BLACKSBURG PLANNERS AGREE ON TRAFFIC-CONGESTION RELIEF

The town's Planning Commission took just 1 1/2 hours to reach a consensus on what to do about traffic congestion in the Nellies Cave Road area.

The road became a problem when Montgomery County condemned land and paved the gravel and dirt road to the town limits. This increased traffic through a town residential neighborhood.

The key in the future will be a third connector road from Ellett Valley to re-route county traffic into Blacksburg.

The key in the present will be patience.

The six members of the commission at the work session Tuesday accepted all but one of the 11 staff recommendations with few changes. The commission is expected to approve them at its Tuesday meeting.

"How can you say no," said Ray Chisholm when the proposed town-county connector road was opened for discussion. The commission accepted it, in principle.
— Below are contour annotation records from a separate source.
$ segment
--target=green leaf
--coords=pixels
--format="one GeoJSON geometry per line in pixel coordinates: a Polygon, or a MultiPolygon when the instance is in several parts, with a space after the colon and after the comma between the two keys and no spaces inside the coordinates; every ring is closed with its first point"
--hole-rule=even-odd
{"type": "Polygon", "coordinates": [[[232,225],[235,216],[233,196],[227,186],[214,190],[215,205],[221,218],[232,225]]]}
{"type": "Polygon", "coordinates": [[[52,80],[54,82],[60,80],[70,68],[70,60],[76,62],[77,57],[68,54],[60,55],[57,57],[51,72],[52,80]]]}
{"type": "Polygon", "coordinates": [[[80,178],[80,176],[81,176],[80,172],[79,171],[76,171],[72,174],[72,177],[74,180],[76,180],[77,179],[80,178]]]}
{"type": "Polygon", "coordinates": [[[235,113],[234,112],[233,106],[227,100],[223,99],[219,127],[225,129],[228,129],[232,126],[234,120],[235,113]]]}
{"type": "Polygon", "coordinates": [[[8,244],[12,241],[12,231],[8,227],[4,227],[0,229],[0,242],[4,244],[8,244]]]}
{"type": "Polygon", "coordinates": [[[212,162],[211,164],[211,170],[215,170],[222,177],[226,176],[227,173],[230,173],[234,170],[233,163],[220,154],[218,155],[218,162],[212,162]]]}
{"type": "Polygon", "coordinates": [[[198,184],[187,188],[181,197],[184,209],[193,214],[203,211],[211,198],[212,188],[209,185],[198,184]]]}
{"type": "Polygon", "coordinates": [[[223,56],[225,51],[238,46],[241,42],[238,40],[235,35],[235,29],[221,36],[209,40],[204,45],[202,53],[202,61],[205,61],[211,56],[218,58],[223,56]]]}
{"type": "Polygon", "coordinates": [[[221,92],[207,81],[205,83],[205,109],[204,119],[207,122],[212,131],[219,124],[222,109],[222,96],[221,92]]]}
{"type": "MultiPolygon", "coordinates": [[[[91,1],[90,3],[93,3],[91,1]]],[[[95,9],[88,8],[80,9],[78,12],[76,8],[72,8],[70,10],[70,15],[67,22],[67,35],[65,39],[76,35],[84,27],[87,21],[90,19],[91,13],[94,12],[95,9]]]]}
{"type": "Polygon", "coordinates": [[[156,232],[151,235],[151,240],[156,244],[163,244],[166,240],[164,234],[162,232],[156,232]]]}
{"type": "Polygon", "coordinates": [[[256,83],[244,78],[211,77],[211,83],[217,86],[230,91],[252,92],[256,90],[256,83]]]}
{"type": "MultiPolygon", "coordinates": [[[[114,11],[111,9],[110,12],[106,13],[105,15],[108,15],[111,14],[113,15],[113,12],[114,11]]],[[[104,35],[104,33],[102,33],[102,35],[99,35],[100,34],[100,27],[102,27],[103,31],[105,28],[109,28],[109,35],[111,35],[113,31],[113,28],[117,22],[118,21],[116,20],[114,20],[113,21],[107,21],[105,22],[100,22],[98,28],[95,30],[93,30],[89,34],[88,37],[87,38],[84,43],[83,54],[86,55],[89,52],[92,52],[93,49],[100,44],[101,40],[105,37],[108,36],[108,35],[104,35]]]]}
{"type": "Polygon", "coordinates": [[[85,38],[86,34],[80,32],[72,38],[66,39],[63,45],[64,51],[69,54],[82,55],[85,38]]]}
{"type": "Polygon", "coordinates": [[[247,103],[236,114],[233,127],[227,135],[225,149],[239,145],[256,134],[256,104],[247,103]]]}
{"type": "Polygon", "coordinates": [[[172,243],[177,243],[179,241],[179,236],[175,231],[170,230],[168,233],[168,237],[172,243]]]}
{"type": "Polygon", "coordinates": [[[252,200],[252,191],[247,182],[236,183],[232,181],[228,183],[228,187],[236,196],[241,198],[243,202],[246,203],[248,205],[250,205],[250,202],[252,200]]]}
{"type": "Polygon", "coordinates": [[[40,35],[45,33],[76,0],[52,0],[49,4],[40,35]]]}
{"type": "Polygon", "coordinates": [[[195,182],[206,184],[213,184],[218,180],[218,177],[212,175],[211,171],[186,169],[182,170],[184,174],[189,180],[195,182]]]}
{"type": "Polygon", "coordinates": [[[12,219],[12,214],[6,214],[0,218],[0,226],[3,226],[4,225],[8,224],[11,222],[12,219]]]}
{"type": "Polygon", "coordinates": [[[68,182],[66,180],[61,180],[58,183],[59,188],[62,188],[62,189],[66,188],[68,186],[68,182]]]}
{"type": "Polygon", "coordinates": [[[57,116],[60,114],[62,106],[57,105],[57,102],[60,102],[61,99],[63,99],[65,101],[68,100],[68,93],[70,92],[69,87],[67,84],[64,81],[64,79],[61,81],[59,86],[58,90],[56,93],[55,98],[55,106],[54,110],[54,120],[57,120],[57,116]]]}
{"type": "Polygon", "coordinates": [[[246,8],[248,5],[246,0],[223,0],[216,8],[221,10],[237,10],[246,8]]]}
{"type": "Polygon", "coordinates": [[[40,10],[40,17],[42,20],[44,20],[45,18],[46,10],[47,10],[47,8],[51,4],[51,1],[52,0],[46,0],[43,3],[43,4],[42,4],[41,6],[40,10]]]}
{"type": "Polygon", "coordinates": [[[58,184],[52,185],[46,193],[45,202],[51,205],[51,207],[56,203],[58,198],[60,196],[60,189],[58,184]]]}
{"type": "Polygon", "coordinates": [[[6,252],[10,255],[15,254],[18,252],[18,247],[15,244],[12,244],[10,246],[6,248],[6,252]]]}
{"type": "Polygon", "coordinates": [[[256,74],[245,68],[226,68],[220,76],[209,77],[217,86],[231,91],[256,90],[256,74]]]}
Because of the county's reluctance to use its secondary road funds for a new connector, it suggested using existing roads and connecting the link through subdivisions.

Additionally, the town's own plans call for existing roads to be examined to see if they can be upgraded to handle more traffic.

The plan is to be placed on the town's official street map or in the comprehensive plan to ensure its eventual construction.

But Joe Jones reminded the other commissioners that using subdivisions roads could mean waiting decades for development to occur and that the links would meet with local opposition.

That increases the importance of short-term alternatives. The commission did recommend continued study of traffic flow in the Nellies Cave Road area, increased traffic enforcement in the area and leting the town's Traffic Committee make final decisions on any traffic sign changes.

What the commission did not accept was the staff recommendation that no structural changes be made to neighborhood roads until everything else was decided.

"I hate to say no changes," Frances Parsons said. "We might have to do something for safety reasons."

Commission Chairman William Claus instructed the planning staff to revise that section of the recommendations. However, the board did accept the intent of the offending section - to express the town's objection to the task force's proposal to make Grissom Lane a one-way street.

That was something even the task force could accept.

"It was always just that - one of the options to be hooked at," Bob Rogers, a member of the task force, said in addressing the commission after its discussion. "It was not a policy per se. But it somehow got pulled out. We had only identified it as one of the options."